El abogado Mendieta argumenta que, al señalar a Farías Laguna como líder, las autoridades federales están encubriendo a mandos con mayor capacidad de toma de decisiones. La defensa subraya que el excontralmirante y su hermano, Manuel Roberto —también imputado—, son sobrinos del exsecretario, un vínculo que, según la defensa, ha sido utilizado para construir un relato de culpabilidad predeterminado.
El gobierno mexicano, a través de la presidenta Claudia Sheinbaum, ha confirmado que realiza gestiones diplomáticas para lograr la deportación inmediata del exmilitar.
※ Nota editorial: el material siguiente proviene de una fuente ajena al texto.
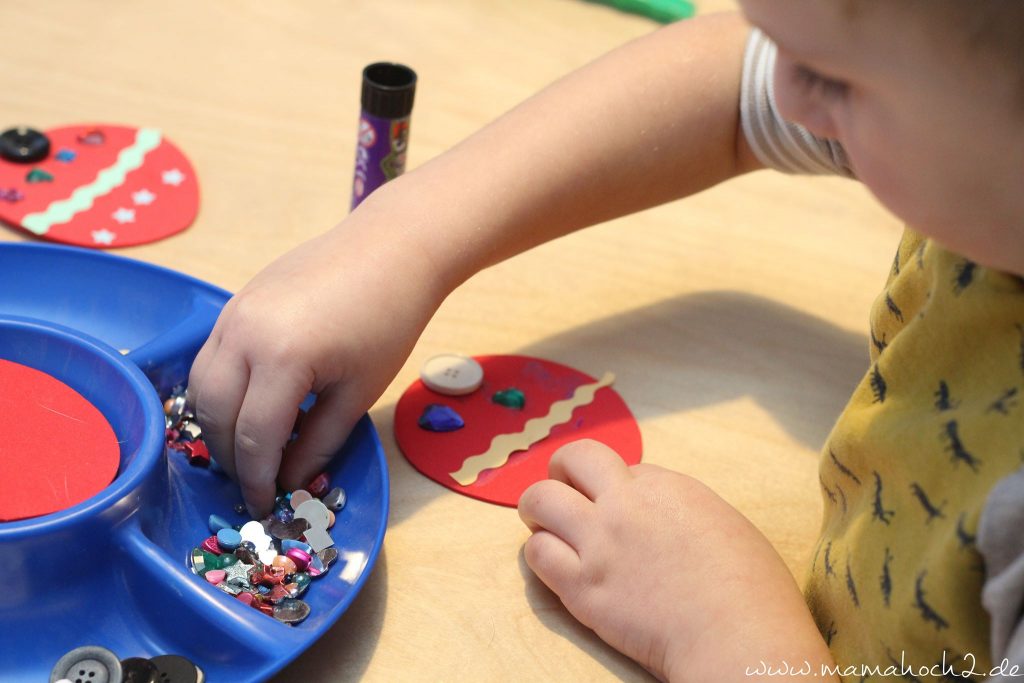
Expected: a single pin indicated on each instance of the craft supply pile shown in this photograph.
(267, 564)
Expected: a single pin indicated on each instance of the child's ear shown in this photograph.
(799, 104)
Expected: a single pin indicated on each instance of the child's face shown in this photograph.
(933, 127)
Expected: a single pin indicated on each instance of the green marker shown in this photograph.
(665, 11)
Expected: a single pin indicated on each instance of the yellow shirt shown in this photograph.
(937, 421)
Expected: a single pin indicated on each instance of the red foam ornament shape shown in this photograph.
(56, 450)
(123, 186)
(436, 455)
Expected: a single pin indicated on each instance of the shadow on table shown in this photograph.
(700, 349)
(555, 617)
(343, 652)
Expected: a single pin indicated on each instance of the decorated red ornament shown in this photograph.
(543, 383)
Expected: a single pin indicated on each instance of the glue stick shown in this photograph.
(386, 104)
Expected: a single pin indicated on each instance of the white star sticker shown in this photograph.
(103, 237)
(142, 198)
(123, 215)
(173, 177)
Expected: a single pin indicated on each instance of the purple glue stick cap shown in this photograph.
(388, 90)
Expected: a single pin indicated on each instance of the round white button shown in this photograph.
(452, 374)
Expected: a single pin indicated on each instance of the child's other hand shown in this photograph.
(664, 569)
(336, 316)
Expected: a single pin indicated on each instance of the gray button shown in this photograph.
(87, 665)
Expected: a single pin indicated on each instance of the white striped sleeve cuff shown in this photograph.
(778, 143)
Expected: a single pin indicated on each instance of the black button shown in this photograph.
(175, 669)
(24, 145)
(137, 670)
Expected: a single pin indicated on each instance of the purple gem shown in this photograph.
(10, 195)
(437, 418)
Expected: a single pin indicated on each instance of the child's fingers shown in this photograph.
(588, 466)
(553, 506)
(263, 428)
(554, 561)
(324, 431)
(217, 392)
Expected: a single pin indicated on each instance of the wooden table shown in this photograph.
(734, 321)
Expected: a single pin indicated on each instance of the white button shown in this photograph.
(452, 374)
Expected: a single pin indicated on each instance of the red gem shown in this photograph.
(198, 453)
(278, 593)
(320, 485)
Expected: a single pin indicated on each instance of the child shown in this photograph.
(922, 101)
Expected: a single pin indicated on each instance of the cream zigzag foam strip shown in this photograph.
(129, 159)
(536, 429)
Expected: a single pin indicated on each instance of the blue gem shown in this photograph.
(438, 418)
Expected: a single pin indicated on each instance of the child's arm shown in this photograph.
(650, 122)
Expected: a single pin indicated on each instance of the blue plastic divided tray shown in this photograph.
(114, 569)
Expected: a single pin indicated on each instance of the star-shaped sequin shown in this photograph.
(173, 177)
(142, 198)
(123, 215)
(103, 237)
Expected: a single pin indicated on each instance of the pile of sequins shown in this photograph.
(182, 432)
(269, 564)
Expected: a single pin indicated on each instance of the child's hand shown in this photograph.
(336, 316)
(664, 569)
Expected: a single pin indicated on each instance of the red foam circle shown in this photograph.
(436, 455)
(56, 450)
(144, 207)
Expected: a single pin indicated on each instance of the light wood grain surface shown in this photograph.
(734, 321)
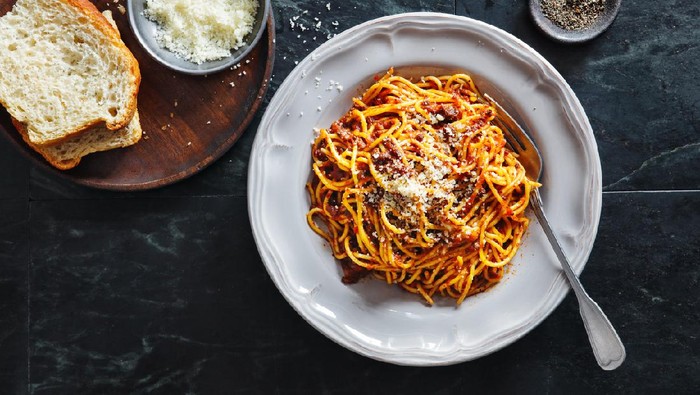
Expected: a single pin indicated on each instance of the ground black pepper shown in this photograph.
(572, 14)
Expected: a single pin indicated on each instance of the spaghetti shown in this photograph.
(415, 186)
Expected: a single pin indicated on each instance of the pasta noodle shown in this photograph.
(415, 186)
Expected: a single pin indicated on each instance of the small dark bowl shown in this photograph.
(575, 36)
(145, 31)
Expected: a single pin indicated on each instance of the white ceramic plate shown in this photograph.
(378, 320)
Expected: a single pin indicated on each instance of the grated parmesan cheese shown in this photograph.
(200, 31)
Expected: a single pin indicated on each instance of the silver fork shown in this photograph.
(607, 346)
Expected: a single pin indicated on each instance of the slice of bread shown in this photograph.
(65, 70)
(67, 154)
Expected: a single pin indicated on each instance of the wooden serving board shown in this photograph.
(188, 121)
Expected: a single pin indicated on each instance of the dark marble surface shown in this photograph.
(163, 291)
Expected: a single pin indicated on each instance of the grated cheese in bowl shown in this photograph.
(201, 31)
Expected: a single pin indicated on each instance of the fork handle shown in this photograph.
(607, 346)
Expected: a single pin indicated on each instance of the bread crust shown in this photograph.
(67, 164)
(100, 22)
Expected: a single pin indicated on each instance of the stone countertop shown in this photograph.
(163, 291)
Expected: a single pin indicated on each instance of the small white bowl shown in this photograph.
(145, 31)
(575, 36)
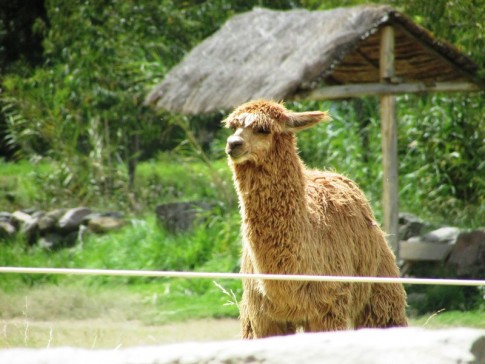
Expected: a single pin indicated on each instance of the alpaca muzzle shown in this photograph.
(234, 146)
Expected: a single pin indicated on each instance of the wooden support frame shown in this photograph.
(378, 89)
(390, 192)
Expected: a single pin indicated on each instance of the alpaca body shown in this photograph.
(299, 221)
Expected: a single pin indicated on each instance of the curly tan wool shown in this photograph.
(300, 221)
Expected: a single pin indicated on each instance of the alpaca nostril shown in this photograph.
(233, 143)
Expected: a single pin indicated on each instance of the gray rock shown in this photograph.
(444, 235)
(370, 346)
(73, 218)
(50, 241)
(104, 224)
(7, 230)
(5, 216)
(49, 221)
(31, 230)
(468, 255)
(20, 218)
(53, 241)
(410, 225)
(181, 216)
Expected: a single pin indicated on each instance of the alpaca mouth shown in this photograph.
(237, 155)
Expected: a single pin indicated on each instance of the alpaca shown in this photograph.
(301, 221)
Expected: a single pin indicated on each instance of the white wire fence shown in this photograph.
(218, 275)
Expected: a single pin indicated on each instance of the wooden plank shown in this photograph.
(378, 89)
(390, 191)
(435, 53)
(424, 251)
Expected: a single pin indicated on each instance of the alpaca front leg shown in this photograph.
(332, 321)
(264, 326)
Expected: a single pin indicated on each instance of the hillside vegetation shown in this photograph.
(74, 131)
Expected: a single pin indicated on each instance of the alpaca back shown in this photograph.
(344, 227)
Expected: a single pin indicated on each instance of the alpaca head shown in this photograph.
(258, 126)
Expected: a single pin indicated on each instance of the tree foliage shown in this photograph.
(75, 79)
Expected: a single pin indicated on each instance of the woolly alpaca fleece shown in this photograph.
(300, 221)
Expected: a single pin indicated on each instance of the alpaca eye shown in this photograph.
(262, 130)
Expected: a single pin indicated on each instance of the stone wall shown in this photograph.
(377, 346)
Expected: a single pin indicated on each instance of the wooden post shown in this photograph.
(390, 194)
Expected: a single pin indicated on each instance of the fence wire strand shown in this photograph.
(219, 275)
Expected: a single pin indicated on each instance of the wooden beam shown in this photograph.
(423, 251)
(390, 192)
(378, 89)
(432, 50)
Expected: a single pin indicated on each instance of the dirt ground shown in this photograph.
(111, 334)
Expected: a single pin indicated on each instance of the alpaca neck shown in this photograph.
(273, 204)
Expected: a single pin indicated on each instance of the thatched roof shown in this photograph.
(279, 54)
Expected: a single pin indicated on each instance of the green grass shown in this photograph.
(446, 319)
(142, 245)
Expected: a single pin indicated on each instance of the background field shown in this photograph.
(74, 132)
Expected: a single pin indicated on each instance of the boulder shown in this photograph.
(444, 235)
(105, 224)
(5, 216)
(468, 255)
(53, 241)
(7, 229)
(411, 225)
(368, 346)
(73, 218)
(49, 221)
(20, 218)
(181, 216)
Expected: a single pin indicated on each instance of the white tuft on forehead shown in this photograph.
(247, 119)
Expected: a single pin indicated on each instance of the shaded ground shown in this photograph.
(99, 333)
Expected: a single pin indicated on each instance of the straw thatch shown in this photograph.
(279, 54)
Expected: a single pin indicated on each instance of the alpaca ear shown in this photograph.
(303, 120)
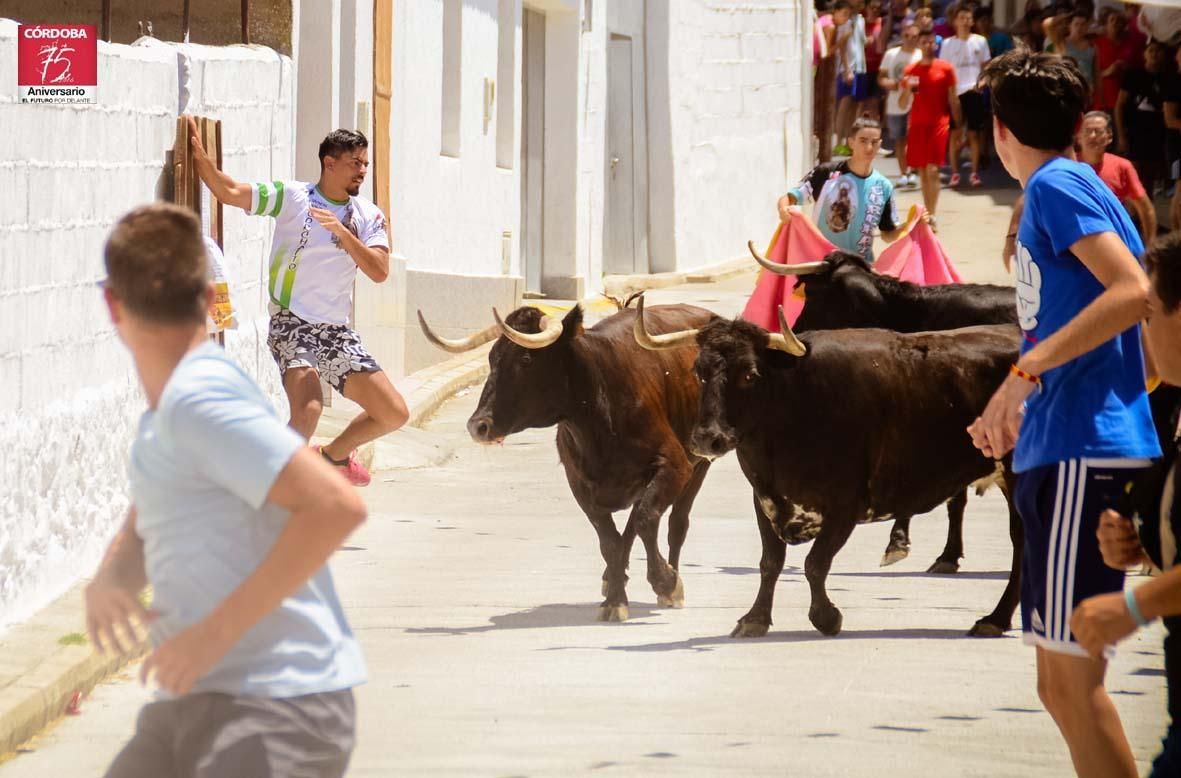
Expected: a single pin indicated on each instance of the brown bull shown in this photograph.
(624, 417)
(837, 427)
La base legal de esta solicitud mexicana es que Farías ingresó a Argentina el 1 de abril portando un pasaporte guatemalteco falso, un delito por el cual deberá responder ante las autoridades argentinas antes de cualquier traslado a territorio nacional.
El caso ha cobrado relevancia política por la presunta implicación de altas esferas de la Marina en el llamado «huachicol fiscal». Mientras el gobierno federal rechaza cualquier nexo entre la institución y la red de contrabando, la defensa de Farías insiste en que el proceso judicial en México carece de pruebas concluyentes y está viciado por una intención política de cerrar el caso rápidamente.
La situación del exmilitar en Buenos Aires se mantiene en vilo. La justicia argentina deberá ahora evaluar la validez de la solicitud de asilo frente a los delitos cometidos en su jurisdicción y la solicitud formal de extradición emitida por la jueza Nancy Selene Hidalgo Pérez.